Thèse de doctorat en Sciences économiques
Sous la direction de Patrick Fève.
Soutenue le 29-06-2016
Le résumé en français n'a pas été communiqué par l'auteur.
This thesis investigates three different issues in applied macroeconomics. In the first chapter (co-authored with Roberto Pancrazi) we document that long-run expectations of both households and, especially, financial intermediaries about future housing prices had a large impact on households’ home equity extraction during the pre-crisis boom in U.S. housing prices. Using a model of collateralized credit market populated by households and banks we find that: (1) mild variations in long-run forecasts of housing prices result in quantitatively considerable differences in the amount of home equity extracted during the boom; (2) the equilibrium levels of debt and interest rate are particularly sensitive to financial intermediaries’ expectations. In the second chapter (co-authored with Patrick Fève), we investigate the macroeconomic effects of fiscal policy in a setting in which private agents receive noisy signals about future shocks to government expenditures.
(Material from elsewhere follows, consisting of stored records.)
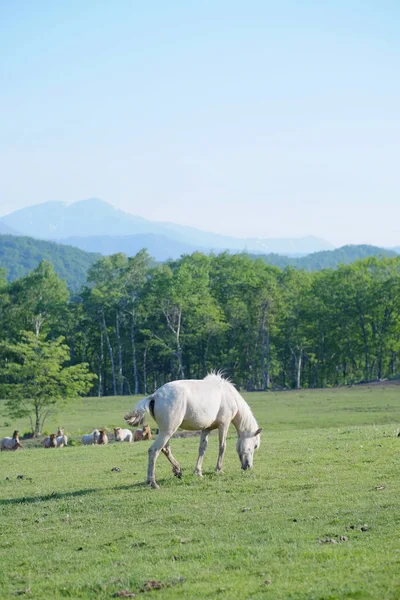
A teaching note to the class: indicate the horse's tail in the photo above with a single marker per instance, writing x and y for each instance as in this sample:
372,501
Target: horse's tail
137,414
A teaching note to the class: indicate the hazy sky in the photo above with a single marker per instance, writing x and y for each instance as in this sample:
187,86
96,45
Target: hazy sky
253,118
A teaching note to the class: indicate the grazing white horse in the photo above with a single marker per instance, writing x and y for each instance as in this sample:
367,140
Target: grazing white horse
206,404
122,435
103,437
11,443
91,438
61,439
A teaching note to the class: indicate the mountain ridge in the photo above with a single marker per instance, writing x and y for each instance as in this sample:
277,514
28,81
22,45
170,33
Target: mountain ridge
94,217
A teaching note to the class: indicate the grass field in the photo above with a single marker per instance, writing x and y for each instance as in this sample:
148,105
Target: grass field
328,467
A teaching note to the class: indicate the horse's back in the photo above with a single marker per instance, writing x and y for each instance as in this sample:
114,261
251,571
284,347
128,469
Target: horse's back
193,404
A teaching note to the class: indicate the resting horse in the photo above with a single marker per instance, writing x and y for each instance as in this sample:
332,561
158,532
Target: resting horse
206,404
11,443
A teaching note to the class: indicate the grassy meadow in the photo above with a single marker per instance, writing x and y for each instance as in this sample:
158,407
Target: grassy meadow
317,518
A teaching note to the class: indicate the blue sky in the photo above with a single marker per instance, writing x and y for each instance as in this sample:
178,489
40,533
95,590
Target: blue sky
252,118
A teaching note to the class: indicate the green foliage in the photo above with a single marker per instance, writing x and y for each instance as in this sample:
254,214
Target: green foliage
19,255
34,380
138,325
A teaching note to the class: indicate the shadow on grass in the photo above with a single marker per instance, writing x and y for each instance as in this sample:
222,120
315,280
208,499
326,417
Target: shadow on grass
45,497
60,495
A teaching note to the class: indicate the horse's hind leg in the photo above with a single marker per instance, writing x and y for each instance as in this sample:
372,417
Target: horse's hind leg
176,469
198,470
222,431
154,450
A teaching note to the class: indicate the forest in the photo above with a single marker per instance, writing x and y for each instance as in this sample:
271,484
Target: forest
138,325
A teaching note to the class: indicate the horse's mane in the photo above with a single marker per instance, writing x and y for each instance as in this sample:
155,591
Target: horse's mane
246,419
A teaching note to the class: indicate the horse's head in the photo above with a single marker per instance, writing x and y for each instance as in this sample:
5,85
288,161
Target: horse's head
245,446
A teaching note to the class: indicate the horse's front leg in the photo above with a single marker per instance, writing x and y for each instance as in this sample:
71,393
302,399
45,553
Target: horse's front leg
154,450
222,432
198,470
176,469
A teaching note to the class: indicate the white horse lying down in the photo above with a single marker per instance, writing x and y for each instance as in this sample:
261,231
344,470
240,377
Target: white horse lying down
206,404
91,438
We show how to empirically identify the relative weight of news and noise shocks to government spending and compute the level of noise for Canada, the UK and the US. Embedding imperfect fiscal policy information in a mediumscale DSGE model, we find that with a persistent change in expected public spending, the existence of noise (as estimated using actual data) implies a sizable difference in fiscal multipliers compared to the perfect fiscal foresight case. The third chapter studies the impact on the real economy of frictions stemming from the financial sector. First a non-linear medium scale DSGE with real and nominal rigidities is solved, where the non-linearity is induced by an occasionally binding constraint on banks’ capital. Then likelihood-free methods are used to estimate the model on Italian data from 1999 to 2014.A key result is that the non-linear the model is able to generate business cycle asymmetries observed in actual data that cannot replicated with linear v models. The model is then used for testing the usefulness of various macroprudential policies, finding that taxing banks’ leverage proves to be rather effective in smoothing the volatility of real variables, although there is no one-size-fits all policy, as each of them has a different impact on various features of the business cycle.